I was the Head Projectionist at this theater when it opened, and was involved in the assembly and wiring of the projection booth beginning 7 months before it opened. I remember as the screens were being hung, Jimmie Tashie was becoming increasingly unhappy with their size. They weren’t big enough. So he had the screen frames rebuilt and screens rehung so as to go from wall to wall as they all do now. Only problem was that up in the booth we had begun cutting aperture plates to the new lenses that we had just bought. 35mm projectors use 2 different lenses for 2 different film formats. A “flat” lens that simply blows up the image as is, and an anamorphic lens for wide screen. The anamorphic lens is very expensive, and Malco only buys the best of the best for their projection booths. These 14 anamorphic lenses had a price tag of over $12,000 each.

I loved working for Jimmie and the Lightman’s. Good people who care about theater, spare no expense. Another interesting thing that happened just weeks prior to opening (2 WEEKS!!). Jimmy was not happy with the color of the carpet AND the color of the paint. SO,… I watched the entire lobby and halls get redone, with crews working through the night. Opening night, really had that new theater smell as the last coat went on that morning.

A STELLAR OPENING: Just a few days after opening night Memphis was hit by straight line winds that took out power through the entire city and surroundings. Thinking quickly Jimmie rented a portable semi-truck sized power generator, and 2 sets of high intensity search lights. We spent that whole afternoon testing powering up the building (Air-conditioning/ projectors/ ect,..), like that scene in “Apollo 13” where the NASA techs are trying to figure out how to power up without blowing a fuse. AND IT REALLY PAID OFF. Here it was, middle of the summer heat, no power anywhere, and at night all of Memphis is pitch dark.
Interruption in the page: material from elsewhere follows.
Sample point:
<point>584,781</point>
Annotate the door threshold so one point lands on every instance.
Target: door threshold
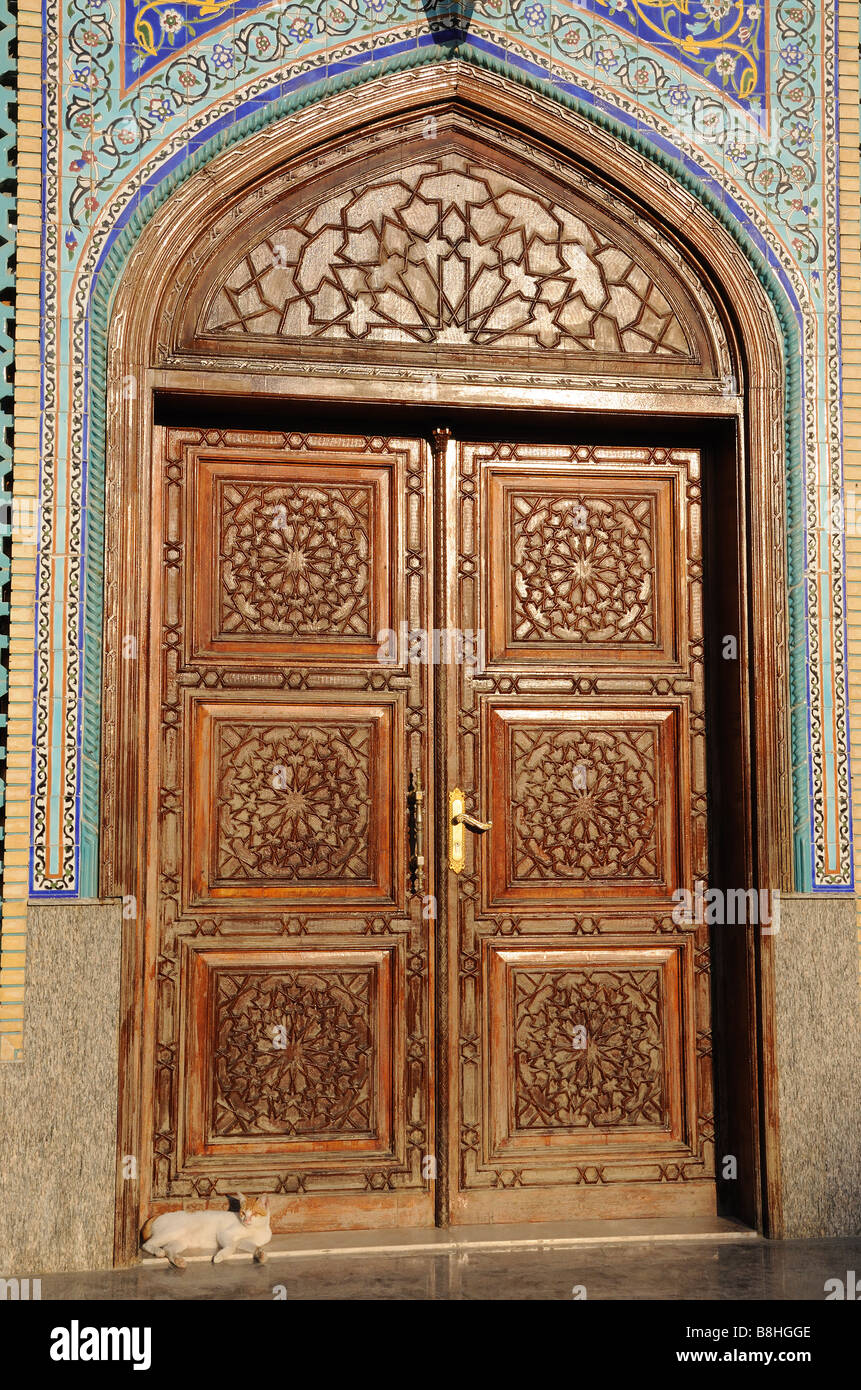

Absolute DARK. All of it except for these search lights screaming through the sky from the center of the city, announcing like a beacon to all the millions of Memphians that air-conditioning and entertainment is here, for you to enjoy. For one solid week power was out and we sold out every show, all day long. I firmly believe that The Paradiso has become such a Memphis “thing” because of that night and the on his feet thinking that is Jimmie Tashie’s amazing gift.

Joe Vogel
Joe Vogel on June 26, 2013 at 3:34 pm

An article in the December 9, 2001, issue of Memphis Business Journal said that demolition would begin the next week to remove a building on the site of the proposed Malco multiplex cinema at Poplar Avenue and Mendenhall Road. The 14-screen house was tentatively to be called either the Rialto or the Paradiso.

The project was designed by the Memphis architectural firm Atkins Buchner Price Architects. Principal architect on the project, Robert S. Price, had previously been design and production manager at Mark E. Watson & Associates, the firm which had designed Malco’s Majestic Cinema and Wolfchase Cinema, both opened in 1997.